It remains unclear if Hawaii will avoid severe, widespread influenza that has affected the mainland this season.
“It is still, unfortunately, way too early to say,” state epidemiologist Dr. Sarah Park said in a Thursday telephone interview. “I hate to try to predict flu because nobody can predict flu.”
The latest state Department of Health data shows 223 adults have died of influenza and its complications since the start of the current influenza season.
“Our emergency room has been extremely busy seeing a number of people coming in for the flu,” said Chad Shibuya, director of infection control at Hilo Medical Center.
In December, the hospital reported 99 confirmed cases of flu. In January, there were 170 cases. But in February, there have been 130 cases so far.
“So it seems to be decreasing a little bit, right now,” Shibuya said.
Gathering flu data is an inexact science because it takes time for reports to come in, only a portion of flu cases get sent for laboratory confirmation and many people who get sick never seek medical care.
In Week 6 of the flu season, so far there have been 1,592 total deaths in the state from all causes, meaning influenza and its complications were responsible for 14 percent of all deaths in the state during that time.
“It’s been relatively comparable to the historical baseline,” Park said. That baseline is determined as an average of the previous five seasons.
Flu-related death does not necessarily mean that the flu itself killed the person.
It means that the individual had an influenza infection. That infection can put the person at risk for secondary bacterial infections, sepsis or exacerbations of chronic illnesses such as asthma.
It appears the mainland might have reached its influenza peak, Park said.
But, she said, “we know from experience that means Hawaii isn’t necessarily out of the woods. To this point we have not seen as heavy activity as they’ve seen on the mainland.”

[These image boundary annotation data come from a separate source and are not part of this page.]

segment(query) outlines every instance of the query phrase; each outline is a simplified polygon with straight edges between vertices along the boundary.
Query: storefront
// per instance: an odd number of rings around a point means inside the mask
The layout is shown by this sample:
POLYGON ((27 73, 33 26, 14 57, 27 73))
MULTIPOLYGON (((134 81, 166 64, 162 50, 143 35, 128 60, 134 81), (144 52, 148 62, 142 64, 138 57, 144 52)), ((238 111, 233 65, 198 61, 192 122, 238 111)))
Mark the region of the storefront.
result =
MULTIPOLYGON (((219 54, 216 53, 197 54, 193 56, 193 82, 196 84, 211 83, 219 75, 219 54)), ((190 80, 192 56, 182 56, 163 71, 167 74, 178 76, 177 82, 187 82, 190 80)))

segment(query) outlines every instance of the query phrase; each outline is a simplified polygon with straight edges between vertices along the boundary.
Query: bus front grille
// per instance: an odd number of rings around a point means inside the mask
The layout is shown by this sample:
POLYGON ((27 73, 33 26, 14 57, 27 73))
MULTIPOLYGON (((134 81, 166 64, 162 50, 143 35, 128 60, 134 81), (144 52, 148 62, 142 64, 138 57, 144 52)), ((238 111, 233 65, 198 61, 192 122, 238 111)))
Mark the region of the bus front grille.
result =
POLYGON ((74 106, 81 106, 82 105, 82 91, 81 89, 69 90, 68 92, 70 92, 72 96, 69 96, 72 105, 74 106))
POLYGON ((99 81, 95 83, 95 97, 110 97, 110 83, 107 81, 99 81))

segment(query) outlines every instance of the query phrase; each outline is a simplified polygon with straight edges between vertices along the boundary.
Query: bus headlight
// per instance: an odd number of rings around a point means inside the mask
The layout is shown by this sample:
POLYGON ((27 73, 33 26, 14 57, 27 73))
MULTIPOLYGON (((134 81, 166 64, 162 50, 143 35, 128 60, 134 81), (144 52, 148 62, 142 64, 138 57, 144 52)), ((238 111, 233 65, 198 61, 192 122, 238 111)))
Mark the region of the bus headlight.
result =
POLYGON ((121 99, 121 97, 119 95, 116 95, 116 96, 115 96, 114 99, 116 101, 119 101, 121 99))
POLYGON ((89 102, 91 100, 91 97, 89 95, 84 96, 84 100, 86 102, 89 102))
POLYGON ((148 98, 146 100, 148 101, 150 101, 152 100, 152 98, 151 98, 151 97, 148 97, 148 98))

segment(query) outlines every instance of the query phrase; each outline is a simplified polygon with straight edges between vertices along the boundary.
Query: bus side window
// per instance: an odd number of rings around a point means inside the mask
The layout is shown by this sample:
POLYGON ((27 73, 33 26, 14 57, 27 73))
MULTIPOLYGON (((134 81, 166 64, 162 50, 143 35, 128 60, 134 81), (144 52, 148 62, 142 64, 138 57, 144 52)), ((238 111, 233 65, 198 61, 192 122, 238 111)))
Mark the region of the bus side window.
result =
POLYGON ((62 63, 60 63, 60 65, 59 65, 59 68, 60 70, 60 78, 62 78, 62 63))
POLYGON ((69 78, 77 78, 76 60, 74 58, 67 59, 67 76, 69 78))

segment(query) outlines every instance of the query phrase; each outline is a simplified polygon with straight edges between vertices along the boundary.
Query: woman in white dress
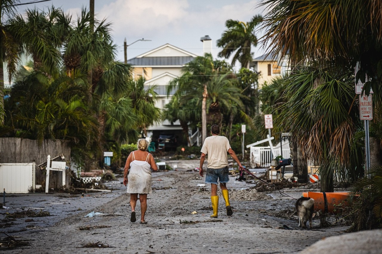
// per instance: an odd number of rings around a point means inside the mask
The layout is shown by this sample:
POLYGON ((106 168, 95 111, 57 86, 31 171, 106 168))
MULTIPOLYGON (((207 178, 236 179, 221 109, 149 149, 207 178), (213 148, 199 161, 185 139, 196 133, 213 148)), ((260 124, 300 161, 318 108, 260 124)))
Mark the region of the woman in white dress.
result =
POLYGON ((138 140, 138 150, 130 153, 123 172, 123 184, 127 185, 127 193, 130 193, 131 215, 130 220, 135 222, 135 206, 139 195, 141 203, 141 224, 147 224, 144 215, 147 209, 147 195, 151 193, 151 171, 158 170, 158 166, 152 155, 146 150, 149 146, 144 138, 138 140))

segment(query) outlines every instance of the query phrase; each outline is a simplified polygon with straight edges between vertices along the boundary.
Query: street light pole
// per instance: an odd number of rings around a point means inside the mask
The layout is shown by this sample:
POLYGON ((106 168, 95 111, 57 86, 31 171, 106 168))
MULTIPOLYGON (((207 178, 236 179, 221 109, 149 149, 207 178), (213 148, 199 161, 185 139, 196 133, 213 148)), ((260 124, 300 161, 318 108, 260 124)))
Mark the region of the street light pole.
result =
POLYGON ((145 40, 144 38, 142 38, 141 39, 139 39, 139 40, 137 40, 136 41, 134 42, 132 42, 128 45, 126 43, 126 38, 125 37, 125 40, 123 41, 123 51, 125 53, 125 63, 126 64, 127 63, 127 47, 130 46, 130 45, 132 45, 137 42, 139 42, 140 41, 142 41, 142 42, 151 42, 151 40, 145 40))

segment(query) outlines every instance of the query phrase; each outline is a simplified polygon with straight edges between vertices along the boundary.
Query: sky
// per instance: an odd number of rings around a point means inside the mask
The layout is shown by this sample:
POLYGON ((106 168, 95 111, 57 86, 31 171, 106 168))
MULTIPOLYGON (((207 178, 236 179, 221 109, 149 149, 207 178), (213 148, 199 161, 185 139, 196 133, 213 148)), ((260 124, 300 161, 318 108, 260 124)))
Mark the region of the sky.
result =
MULTIPOLYGON (((21 3, 39 0, 20 0, 21 3)), ((129 59, 168 43, 198 55, 202 55, 200 38, 208 35, 212 39, 214 58, 221 50, 216 40, 226 29, 228 19, 247 22, 256 15, 262 14, 261 0, 95 0, 96 18, 105 19, 112 24, 115 44, 118 46, 117 60, 123 61, 123 42, 128 45, 129 59), (138 41, 144 38, 151 41, 138 41)), ((17 10, 27 9, 47 11, 54 6, 72 16, 75 21, 83 7, 89 10, 90 0, 50 0, 20 5, 17 10)), ((258 39, 262 35, 256 32, 258 39)), ((265 52, 258 45, 253 48, 254 56, 265 52)))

A “patchwork” of flu activity has been reported around the state, Park said, with some health providers quite busy treating patients with influenza-like ailments and others not seeing as many cases.
Hawaii has been fortunate to have zero pediatric deaths — unlike the Mainland where more than 80 kids have died because of flu this season.
Park said it’s hard to know if Hawaii’s high childhood vaccination rate against influenza — one of the top three states in the country — is the reason there have been no flu deaths in children.
She said it’s unusual to see childhood deaths from flu, except sometimes among infants. Very elderly or very young are normally most at risk, as are pregnant women and people with underlying medical conditions.
“Fortunately, knock on wood, for Hawaii we have rarely seen pediatric deaths from the flu,” Park said.
Park also discussed the ongoing mumps outbreak in the state.
“I don’t want to jinx this,” she said. “But it does appear that the numbers are just starting to slow down. But, unfortunately, we are not out of the woods.”
A steady increase in numbers continues. As of Thursday, the state has seen 884 confirmed mumps cases, including three on Maui, 49 on Kauai, 127 on Hawaii Island and 705 in the city and county of Honolulu.
“We know this virus likes to be transmitted in a crowded situation,” Park said. “All of you folks on the neighbor islands can be really happy that you’re rural because that probably is the best protection.”
It’s not too late to get vaccinated against either mumps or influenza, she said. Just call ahead to make sure the place you plan to get vaccinated has stock on hand.
“It’s always appropriate to wash your hands and to keep your germs to yourself,” Park said. “And, if you’re sick, stay home.”